Do I love her? ABSOLUTELY! I am building up resentment and can’t take anymore rejection so I am going to stop trying for intimacy. I am with her because she is still my friend and my children’s mother. I have thought about taking a medicine just to kill my libido but I don’t want to take a medicine to break me.

*What I’ve read in other posts here*
Many men *and* women have the exact same issue as I do. There are some who have stated that they’d rather have their spouse find a FWB than face the prospect of having sex with them. There are others who talk about a 180 plan that basically turns the spouse looking for intimacy into a soulless person who has zero compassion (how do people turn that off?!). I have read where some say divorce the spouse as though you can turn off love and put kids through turmoil where there is currently no fighting and my home and it is peaceful and fun for the kids. Others have posted letters they drafted to their spouse or will use as a talking point outline so that they cover all the bases only to be told they are whining. I have tried all of this including the modified 180 where I don’t give the intimacy she’s denying me (purely out of resentment) but I don’t leave her to go out with friends etc… We are raising our kids together and I’m not going to just expect her to handle it while I go out.

One hand the man should be more timid and show emotions, the other hand is saying the man should be the Alpha and take control. I will not grovel to my wife and I will not demand sex to just have her lay down and give me a hole to poke. I will admit that I am an Alpha at work and I think I am an Alpha at home that wants to make my wife happy in most things that I do. I honestly believe that if the wife isn’t happy, the family isn’t. Does that make me a Beta at home?

I read where many spouses (mostly the wife) state “get off the couch and help around the house.” This is a real sore spot of mine when I read it or hear it. [begin rant]I can assure you that If I do 100% of the housework, child care etc… I will be tired but I will still want to have intimate moments with my wife on a regular occasion.

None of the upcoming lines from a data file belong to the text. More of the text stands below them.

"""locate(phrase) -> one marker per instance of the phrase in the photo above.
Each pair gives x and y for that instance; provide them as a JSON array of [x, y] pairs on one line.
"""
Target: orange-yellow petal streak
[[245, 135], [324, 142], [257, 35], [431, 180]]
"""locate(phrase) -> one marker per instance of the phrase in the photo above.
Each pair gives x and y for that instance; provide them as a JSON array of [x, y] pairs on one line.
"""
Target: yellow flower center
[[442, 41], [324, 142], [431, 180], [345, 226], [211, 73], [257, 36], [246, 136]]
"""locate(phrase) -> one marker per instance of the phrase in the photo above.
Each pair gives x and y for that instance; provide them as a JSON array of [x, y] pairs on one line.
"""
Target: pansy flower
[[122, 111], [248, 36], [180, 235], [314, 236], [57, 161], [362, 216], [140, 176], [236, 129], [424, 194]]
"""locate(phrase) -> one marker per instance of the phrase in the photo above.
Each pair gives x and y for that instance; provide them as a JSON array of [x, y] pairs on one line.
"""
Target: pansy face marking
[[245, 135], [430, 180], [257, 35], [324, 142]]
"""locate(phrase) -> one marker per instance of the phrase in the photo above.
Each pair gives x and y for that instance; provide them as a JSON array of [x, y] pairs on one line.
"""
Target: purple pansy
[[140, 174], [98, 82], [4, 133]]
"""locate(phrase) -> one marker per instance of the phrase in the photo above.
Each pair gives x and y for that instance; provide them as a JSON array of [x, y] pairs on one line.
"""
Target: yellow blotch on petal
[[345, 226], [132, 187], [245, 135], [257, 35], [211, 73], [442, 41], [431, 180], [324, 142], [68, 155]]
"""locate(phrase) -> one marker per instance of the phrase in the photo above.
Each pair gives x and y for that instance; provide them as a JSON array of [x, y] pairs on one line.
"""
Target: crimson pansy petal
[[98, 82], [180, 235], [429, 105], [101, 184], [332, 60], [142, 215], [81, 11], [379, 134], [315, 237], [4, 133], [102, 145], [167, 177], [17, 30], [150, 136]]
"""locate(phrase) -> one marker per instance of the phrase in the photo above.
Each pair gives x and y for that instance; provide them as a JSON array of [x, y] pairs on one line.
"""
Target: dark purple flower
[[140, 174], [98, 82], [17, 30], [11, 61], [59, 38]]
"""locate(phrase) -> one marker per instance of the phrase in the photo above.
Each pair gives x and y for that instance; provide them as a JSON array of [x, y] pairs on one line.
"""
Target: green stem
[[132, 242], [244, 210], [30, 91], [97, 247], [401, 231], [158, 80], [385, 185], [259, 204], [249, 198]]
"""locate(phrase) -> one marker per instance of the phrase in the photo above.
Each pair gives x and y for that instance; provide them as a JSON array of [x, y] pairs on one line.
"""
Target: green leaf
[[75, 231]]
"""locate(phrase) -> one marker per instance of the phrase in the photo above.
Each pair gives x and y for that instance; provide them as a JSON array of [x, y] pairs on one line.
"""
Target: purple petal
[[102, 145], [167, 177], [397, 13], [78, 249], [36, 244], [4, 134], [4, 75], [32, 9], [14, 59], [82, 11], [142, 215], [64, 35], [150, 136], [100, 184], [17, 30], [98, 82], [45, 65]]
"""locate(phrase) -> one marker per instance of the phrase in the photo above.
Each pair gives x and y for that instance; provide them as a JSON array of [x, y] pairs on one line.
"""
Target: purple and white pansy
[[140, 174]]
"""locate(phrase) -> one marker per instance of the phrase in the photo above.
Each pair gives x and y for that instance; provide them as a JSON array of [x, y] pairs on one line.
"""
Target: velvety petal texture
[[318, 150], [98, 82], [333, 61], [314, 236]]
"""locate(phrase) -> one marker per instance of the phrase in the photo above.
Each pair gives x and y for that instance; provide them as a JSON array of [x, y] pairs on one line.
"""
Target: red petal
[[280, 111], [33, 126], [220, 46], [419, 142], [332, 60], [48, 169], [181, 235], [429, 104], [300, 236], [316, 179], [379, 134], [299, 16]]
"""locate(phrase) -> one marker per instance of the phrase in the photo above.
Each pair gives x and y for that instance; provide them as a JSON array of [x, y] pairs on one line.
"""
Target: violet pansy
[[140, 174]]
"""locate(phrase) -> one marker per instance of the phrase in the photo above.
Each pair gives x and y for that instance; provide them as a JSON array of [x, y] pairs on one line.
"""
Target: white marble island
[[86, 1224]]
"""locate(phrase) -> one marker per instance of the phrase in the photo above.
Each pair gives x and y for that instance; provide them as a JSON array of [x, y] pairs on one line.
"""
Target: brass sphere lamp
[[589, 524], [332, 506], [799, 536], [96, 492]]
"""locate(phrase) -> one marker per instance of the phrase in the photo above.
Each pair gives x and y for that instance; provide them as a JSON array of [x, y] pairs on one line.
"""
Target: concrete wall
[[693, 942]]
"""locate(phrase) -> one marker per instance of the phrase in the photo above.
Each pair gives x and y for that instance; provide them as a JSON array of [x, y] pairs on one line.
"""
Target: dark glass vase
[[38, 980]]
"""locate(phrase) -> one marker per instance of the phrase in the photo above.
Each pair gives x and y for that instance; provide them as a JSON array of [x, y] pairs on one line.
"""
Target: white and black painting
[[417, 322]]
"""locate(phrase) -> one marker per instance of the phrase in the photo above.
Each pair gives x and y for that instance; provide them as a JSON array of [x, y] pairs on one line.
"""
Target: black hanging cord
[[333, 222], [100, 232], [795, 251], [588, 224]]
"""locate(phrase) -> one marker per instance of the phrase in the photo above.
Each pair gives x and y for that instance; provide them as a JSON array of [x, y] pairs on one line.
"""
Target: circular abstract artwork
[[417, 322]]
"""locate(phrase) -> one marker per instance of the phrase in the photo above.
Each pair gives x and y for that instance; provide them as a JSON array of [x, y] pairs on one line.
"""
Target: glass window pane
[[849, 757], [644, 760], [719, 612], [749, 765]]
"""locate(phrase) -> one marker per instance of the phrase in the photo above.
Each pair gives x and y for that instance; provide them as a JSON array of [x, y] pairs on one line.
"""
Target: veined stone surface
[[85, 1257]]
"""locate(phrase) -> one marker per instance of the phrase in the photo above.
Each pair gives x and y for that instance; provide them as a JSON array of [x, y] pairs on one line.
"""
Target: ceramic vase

I was in the military on the front lines in Kuwait, Iraq, and for a short stint in Afghanistan. You really want to talk about the stress of working heavy labor the entire 16 – 19 hour day AND praying not to get shot. If my wife was there while I was deployed, I would have made love to her every night! I have made love to my wife while passing a kidney stone. Screw any headache you may have! Also, what about those of us who do get up and work alongside our spouses making dinner, cleaning the kitchen, putting kids to bed, doing laundry etc… and there is still no intimacy? I assure you my desire to help has dropped but not where my kids are concerned [/end rant].

I never understood how a man would cheat on their spouse until now. I don't think I would have any regrets if I did. In the military you see alot of men cheat for multiple reasons. I broke off friendships with each of them as I found out about them. I have made ammends with most of them since I have found myself in this situation.

More than anything, I want to be intimate with my wife again. If that turns out to not be possible, my second question is how do I deal with the resentment I am building up? I still love her and believe her when she says she loves me. I want to make this work.


----------



## Hicks (Jan 14, 2011)

When you have sex with her you feel loved, satisfied and emotionally fulfilled. She does not feel this way from sex. She's just wired different than you. But there is something or things you can do that will make her feel loved, satisfied and a happy. And you can see it on her face. She can't articulate them. What are those things?


----------



## anon_4_now (Mar 23, 2011)

Hicks said:


> When you have sex with her you feel loved, satisfied and emotionally fulfilled. She does not feel this way from sex. She's just wired different than you. But there is something or things you can do that will make her feel loved, satisfied and a happy. And you can see it on her face. She can't articulate them. What are those things?


I honestly don't know. There has to be intimacy for me to be able to derive the current answer to this. 

In the past, it was buying her flowers for no reason, writting erotic stories about us, surprise date nights, rubbing her neck and shoulders, taking care of the kids even when she didn't "need a break". Cooking dinner when I beat her home. Walking up behind her and just putting my hands on her hips as I pull her back into me. I continued to do those things but there is nothing there for me to read and nothign reciprocated.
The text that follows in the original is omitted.